A scene from video footage showing North Charleston, S.C., Police Officer Michael Slager shooting Walter L. Scott on April 4, 2015

Sometimes police officers lie.

It’s a scary thought when you consider how much prosecutors, defense attorneys, juries and judges—hell, everyone who works in the criminal-justice system—rely on the testimonies of police officers, and the information they put in police reports, to determine whether a person ought to be indicted for, charged with, tried for or convicted of a crime. 


In video footage released Tuesday evening by the New York Times, North Charleston, S.C., Police Officer Michael Slager fatally shot Walter L. Scott, an unarmed 50-year-old African-American father of four. The clip sparked a nationwide outcry, in part because in the police report, Slager said that he shot Scott because he had taken the officer’s Taser and Slager said that he feared for his life.

Here is a list of other incidents in which police officers were caught lying on the record.


1. Cleveland officers lied at least four times about Tamir Rice.

According to an MSNBC report, there were at least four items in the police report about the shooting death of 12-year-old Tamir Rice that video footage proved to be false: 1) that Tamir was sitting underneath the pavilion with a few other people; 2) that when Tamir saw the police car, he picked the gun up off the table—it was a toy gun, but that’s besides the point—and put it in his waistband; 3) that police got out of the car and told Tamir three times to put his hands up; and 4) that Tamir reached into his waistband to remove the gun and was then shot by police.


They’re all lies.

Video footage shows that Tamir was shot less than three seconds after the police vehicle pulled up. Tamir was standing up, not sitting down; nor was he with other people. Tamir was by himself. 
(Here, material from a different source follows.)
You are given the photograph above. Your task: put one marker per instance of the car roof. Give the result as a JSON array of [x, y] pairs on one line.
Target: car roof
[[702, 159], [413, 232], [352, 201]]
2. A Seattle cop lied about a 69-year-old man swinging a golf club at her.

Seattle Police Officer Cynthia Whitlatch claimed that she arrested 69-year-old William Wingate because he swung his golf club—which he was using as a cane—at her and that he also hit a stop sign with the golf club. The officer even claimed that the dashboard camera on her patrol car would corroborate her account that Wingate had swung at her.


According to the Seattle Police Department, no such video exists of Wingate swinging at Whitlatch. What the video does show, however, is Whitlatch pulling over while Wingate was leaning on his club and yelling, "You just swung that golf club at me."

Wingate was arrested, spent the night in jail and was charged with a misdemeanor. A judge eventually dismissed the charge. The officer is on paid leave.


3. A South Carolina state trooper lied about a man retrieving his wallet.

Hours after he shot Levar Jones at a gas station, South Carolina State Trooper Sean Groubert can be seen in video footage telling his supervisor that as Jones made his way out of his vehicle, “I saw something black in his hands.”


But that’s not what Groubert’s police dashboard camera caught on film.  

In that footage, Groubert stopped Jones for a seat belt violation in a parking lot. When the officer asked to see Jones’ license, he reached into his vehicle to get his ID. Suddenly Groubert shot at Jones several times, hitting him once in the hip.


Groubert was fired, arrested, and charged with assault and battery. Groubert is on trial and still waiting for a verdict.

4. Three New Jersey officers lied about a traffic stop that turned violent.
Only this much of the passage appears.